The property boasts magnificent beaches, lush tropical landscaping, beautiful
waterfront dining opportunities, and lots of additional property that can be
developed as luxury housing with the development profit that offers. It would be
the perfect complement to your portfolio, which already includes resort properties
in the continental US. Given the state of the current global economy, a perfect
site for your dream development is available at a fraction of what it would have
cost, just a year ago! Before you dive head first into those azure waters, we
provide some points to ponder for those considering investing outside US
territory, and particularly in the Caribbean where we at the South Florida office of
Pinnacle have been spending most of our consulting time as of late.
As Americans, we tend to forget that the influence of US law stops at the borders.
And since most destinations in the Caribbean Basin, Bermuda and Central
America are located in territory belonging to foreign countries, it is important to
remember that each of those countries have differing laws. This is particularly
true in the case of taxation policies, which vary greatly based upon the "agenda"
(both stated and unofficial) items of the various governments. Even in Puerto
Rico which is a Commonwealth of the United States and therefore qualifies as
part of the US, the tax structure is very different from that in the 50 States.
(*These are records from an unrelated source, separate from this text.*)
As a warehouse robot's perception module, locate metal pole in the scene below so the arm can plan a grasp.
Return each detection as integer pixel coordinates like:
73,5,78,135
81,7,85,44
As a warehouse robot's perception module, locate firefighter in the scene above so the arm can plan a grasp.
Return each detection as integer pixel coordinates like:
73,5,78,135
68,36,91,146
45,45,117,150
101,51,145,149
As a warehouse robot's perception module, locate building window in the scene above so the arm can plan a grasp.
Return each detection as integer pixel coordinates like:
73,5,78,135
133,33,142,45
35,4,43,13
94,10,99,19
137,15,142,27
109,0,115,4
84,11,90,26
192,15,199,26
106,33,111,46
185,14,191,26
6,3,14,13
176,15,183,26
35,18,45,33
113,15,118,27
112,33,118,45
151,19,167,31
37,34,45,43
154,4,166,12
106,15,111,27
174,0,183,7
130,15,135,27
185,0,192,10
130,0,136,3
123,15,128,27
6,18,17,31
Given this, and while most investors are shrewd enough to engage excellent
local legal counsel to handle transactions in unfamiliar countries, they frequently
forget that local advisors generally consider their laws to be "normal". Thus they
may not mention to the developer that one needs government approval for
typically unregulated actions. This can include some things as mundane as
importing your own CFO from the US. Another typical quirk might be that you
have to purchase your hotel linens locally (in the foreign country) or pay almost
extortionate import duties. It is thus critically important to spend time asking
dozens of not-so-obvious questions: about labor regulations and work permit
fees, tax considerations, property law and import duties prior to developing a
business model based on US-based experience.
Another quagmire can be in planning the exit strategy for the investment. At the
very start, an exit strategy should be laid out that spells out the logistics for when
the property is ultimately sold: How will local transfer taxes and stamp duties be
assessed? Can the sales proceeds be easily repatriated to the U.S.? Local
attorneys and accountants working together with in-house counsel may provide
an appropriate way to structure the transaction to minimize taxation, such as the
use of offshore holding companies and the like, although recent rumblings in
Washington are making the structuring of such off-shore deals even much more
difficult. In short, regulations regarding the ultimate disposition of property vary
widely from country to country, and need to be carefully considered at the outset
of the development.
Labor is a critical issue with off-shore developments. Unlike the United States,
many countries require hefty severance or redundancy payments when workers
are terminated or laid off. If an existing resort is closed for redevelopment, the
owner may be required to make large cash payments to the existing employees.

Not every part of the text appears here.